Market Update
Uncertainty over the US/China trade meetings scheduled this month moved the market to a risk off sentiment. In the US session, the weaker ISM Manufacturing print took the market to saw new lows in US 10-year yields hitting 1.429%. The risk off move wasn’t enough to discourage the long list of Corporate issuers to come through to market with roughly $26 Bil in issuance on a single day showing there is large appetite for bonds and a hunt for yield. This took the market off the highs as we bear steepened into the close.

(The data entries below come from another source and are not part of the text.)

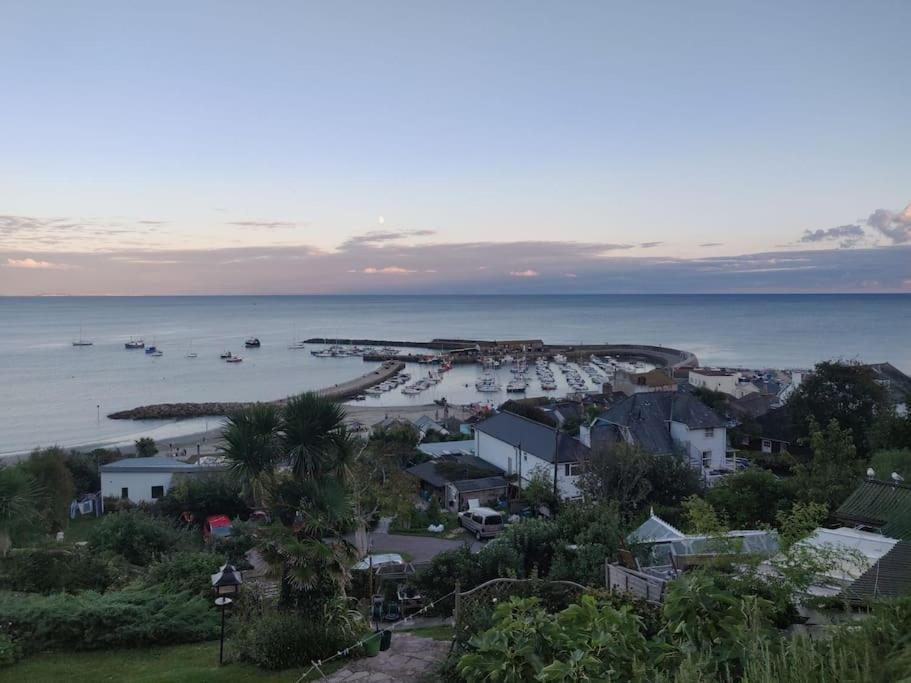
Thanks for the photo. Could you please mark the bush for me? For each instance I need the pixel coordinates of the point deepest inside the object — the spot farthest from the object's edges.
(184, 571)
(48, 570)
(203, 497)
(89, 621)
(138, 537)
(280, 640)
(10, 652)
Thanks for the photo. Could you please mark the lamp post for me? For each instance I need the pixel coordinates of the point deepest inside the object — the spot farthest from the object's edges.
(225, 583)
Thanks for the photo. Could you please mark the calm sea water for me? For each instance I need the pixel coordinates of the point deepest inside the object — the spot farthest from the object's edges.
(55, 393)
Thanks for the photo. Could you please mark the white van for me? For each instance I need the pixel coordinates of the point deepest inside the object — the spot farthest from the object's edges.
(482, 522)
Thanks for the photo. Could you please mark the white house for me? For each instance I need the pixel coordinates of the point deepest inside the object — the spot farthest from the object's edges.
(664, 422)
(728, 382)
(143, 480)
(522, 447)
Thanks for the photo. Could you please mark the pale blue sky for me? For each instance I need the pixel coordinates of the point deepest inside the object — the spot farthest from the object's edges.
(175, 126)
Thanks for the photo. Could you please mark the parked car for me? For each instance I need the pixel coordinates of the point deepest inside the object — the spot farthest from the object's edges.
(482, 522)
(216, 527)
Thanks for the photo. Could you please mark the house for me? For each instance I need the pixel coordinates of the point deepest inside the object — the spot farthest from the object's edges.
(519, 446)
(426, 424)
(730, 382)
(664, 423)
(630, 383)
(459, 478)
(881, 506)
(143, 480)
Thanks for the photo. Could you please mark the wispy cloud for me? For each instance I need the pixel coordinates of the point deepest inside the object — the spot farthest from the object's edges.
(32, 264)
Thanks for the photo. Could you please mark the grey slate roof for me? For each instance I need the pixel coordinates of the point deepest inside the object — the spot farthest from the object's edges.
(484, 484)
(889, 577)
(156, 464)
(533, 437)
(647, 416)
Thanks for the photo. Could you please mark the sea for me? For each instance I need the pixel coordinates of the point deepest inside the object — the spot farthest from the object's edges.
(56, 393)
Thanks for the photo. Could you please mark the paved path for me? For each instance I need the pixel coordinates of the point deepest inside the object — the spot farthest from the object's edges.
(410, 658)
(421, 548)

A big data point out today with the Australian GDP result expecting to come in softer. With the recent headwinds trickle down from global trading partners, economists are expecting a reflection in a lower growth rate for Australia.
European Desk
At its July meeting, the ECB made it very clear that further easing is coming, in the 12 September meeting has been highly anticipated to see what exactly is in store. Given the weaker developments in the Eurozone the economy requires even more easing still so the market is expecting a 20bps cuts to the deposit rate in both September and December, bringing the deposit rate to -0.80%, alongside the introduction of a tiering structure. There will most likely also an initial announcement of €40bn/month of QE, with that pace likely to be augmented in H1 2020 and reinforced forward guidance. This will leave the ECB with an additional €1trn or so on its balance sheet and means that rate hikes are likely off the table until 2022 at the earliest. President Draghi will be leaving the ECB with a very dovish stance when he hands off to Christine Lagarde later this year.

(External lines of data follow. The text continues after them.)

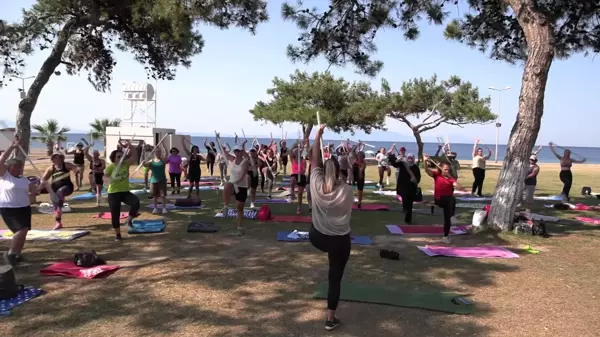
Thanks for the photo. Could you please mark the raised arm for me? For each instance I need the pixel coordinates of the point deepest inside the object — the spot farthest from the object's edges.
(426, 166)
(475, 147)
(554, 151)
(315, 156)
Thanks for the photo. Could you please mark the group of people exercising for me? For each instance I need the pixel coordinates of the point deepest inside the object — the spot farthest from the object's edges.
(327, 184)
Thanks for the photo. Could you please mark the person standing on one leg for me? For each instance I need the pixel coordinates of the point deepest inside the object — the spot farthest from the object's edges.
(158, 180)
(14, 202)
(59, 177)
(479, 161)
(298, 177)
(566, 176)
(97, 166)
(119, 190)
(175, 161)
(193, 170)
(443, 193)
(253, 174)
(330, 232)
(409, 177)
(238, 184)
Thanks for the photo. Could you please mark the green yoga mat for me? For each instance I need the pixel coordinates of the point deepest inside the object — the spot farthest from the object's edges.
(435, 301)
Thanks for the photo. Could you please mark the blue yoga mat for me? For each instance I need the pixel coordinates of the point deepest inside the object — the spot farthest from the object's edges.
(356, 239)
(146, 226)
(25, 295)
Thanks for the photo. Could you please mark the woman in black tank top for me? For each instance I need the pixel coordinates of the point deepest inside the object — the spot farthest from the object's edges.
(79, 161)
(193, 169)
(59, 177)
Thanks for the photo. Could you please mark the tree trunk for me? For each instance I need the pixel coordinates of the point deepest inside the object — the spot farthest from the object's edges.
(27, 105)
(307, 129)
(540, 53)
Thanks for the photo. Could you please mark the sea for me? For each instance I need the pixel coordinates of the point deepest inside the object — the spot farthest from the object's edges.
(463, 151)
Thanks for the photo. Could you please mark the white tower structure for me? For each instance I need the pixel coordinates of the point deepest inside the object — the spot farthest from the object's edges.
(139, 108)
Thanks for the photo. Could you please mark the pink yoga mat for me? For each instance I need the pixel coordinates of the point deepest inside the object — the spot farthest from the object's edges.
(106, 215)
(291, 218)
(371, 207)
(470, 252)
(69, 269)
(593, 221)
(425, 230)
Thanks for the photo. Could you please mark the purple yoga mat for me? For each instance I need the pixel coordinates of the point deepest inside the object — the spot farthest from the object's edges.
(470, 252)
(272, 201)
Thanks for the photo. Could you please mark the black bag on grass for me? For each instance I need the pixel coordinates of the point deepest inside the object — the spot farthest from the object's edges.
(88, 259)
(8, 283)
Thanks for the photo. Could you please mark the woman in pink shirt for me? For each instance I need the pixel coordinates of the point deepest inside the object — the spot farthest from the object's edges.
(174, 161)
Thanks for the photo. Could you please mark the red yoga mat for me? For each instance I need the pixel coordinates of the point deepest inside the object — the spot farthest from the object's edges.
(69, 269)
(291, 218)
(371, 207)
(106, 215)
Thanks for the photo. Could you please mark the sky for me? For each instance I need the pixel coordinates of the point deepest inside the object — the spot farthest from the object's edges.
(236, 68)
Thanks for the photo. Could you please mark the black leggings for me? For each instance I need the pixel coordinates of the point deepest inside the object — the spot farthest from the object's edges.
(448, 204)
(479, 175)
(114, 203)
(566, 176)
(210, 165)
(338, 251)
(175, 178)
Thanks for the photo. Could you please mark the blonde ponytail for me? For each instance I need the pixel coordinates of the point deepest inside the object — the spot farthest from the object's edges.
(331, 179)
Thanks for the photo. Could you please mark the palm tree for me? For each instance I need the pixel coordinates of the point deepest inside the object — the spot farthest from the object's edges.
(99, 128)
(50, 134)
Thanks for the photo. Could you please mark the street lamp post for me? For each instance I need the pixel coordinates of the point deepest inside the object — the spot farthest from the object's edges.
(22, 90)
(498, 124)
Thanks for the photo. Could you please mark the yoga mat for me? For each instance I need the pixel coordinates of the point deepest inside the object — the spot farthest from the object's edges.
(46, 208)
(106, 215)
(425, 230)
(146, 226)
(172, 206)
(490, 252)
(272, 201)
(470, 205)
(26, 294)
(549, 197)
(203, 228)
(291, 218)
(594, 221)
(46, 235)
(232, 213)
(367, 187)
(357, 240)
(474, 198)
(371, 207)
(69, 269)
(406, 298)
(388, 193)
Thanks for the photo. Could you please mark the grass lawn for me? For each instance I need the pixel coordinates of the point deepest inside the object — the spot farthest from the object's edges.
(180, 284)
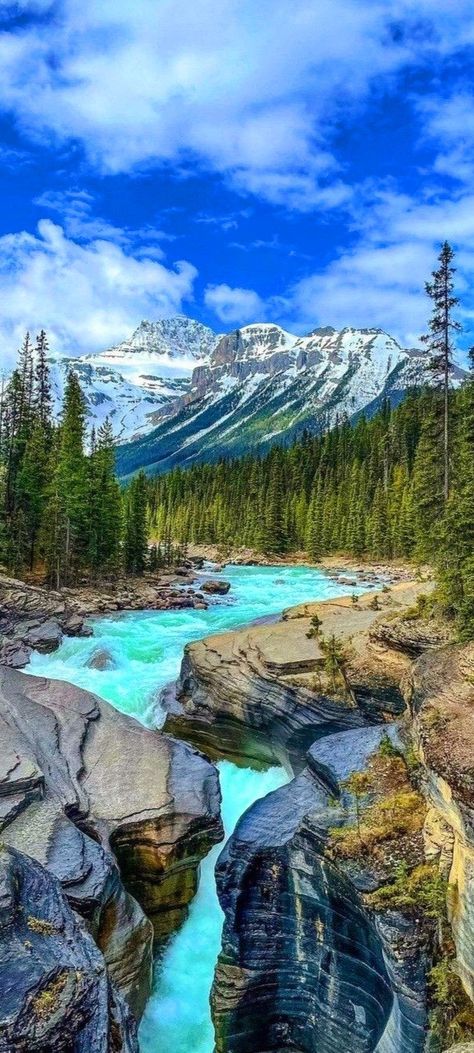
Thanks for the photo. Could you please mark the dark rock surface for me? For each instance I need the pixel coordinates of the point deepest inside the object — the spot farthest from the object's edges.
(120, 815)
(214, 588)
(304, 966)
(101, 660)
(55, 993)
(256, 694)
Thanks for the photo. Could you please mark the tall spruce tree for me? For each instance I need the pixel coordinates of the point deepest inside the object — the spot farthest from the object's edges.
(66, 511)
(439, 341)
(135, 545)
(42, 381)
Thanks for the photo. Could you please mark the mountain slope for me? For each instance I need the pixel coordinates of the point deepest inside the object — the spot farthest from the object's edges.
(134, 381)
(261, 384)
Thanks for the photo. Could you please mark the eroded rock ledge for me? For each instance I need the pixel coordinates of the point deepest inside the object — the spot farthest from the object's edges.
(119, 815)
(304, 965)
(33, 618)
(55, 992)
(256, 696)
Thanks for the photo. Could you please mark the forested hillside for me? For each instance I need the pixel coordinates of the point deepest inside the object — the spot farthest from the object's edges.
(372, 489)
(62, 513)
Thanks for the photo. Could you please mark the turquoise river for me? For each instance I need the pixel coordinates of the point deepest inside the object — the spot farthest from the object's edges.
(146, 649)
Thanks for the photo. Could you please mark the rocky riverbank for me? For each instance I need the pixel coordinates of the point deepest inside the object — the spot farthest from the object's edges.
(117, 819)
(348, 894)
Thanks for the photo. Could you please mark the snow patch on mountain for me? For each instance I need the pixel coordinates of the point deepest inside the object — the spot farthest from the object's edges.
(138, 378)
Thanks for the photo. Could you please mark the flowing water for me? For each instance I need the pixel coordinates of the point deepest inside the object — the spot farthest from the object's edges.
(145, 650)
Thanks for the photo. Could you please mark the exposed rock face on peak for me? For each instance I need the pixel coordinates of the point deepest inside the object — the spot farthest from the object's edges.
(261, 384)
(119, 815)
(55, 992)
(178, 337)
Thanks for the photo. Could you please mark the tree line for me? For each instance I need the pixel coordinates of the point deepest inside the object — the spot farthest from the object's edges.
(400, 484)
(62, 513)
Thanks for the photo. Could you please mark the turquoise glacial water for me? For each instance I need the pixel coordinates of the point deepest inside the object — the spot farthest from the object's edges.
(146, 650)
(146, 646)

Prime Minister Boris Johnson’s move to suspend parliament for up to five weeks ahead of the Oct. 31 Brexit deadline was not overruled by a Scottish judge this morning. Despite the setback, there are confident that they have enough time to block the U.K. leaving the European Union without deal. There was more evidence of the damage the uncertainty over the future is doing to the British economy, with consumer confidence at a six-year trough and the lowest business optimism since 2011.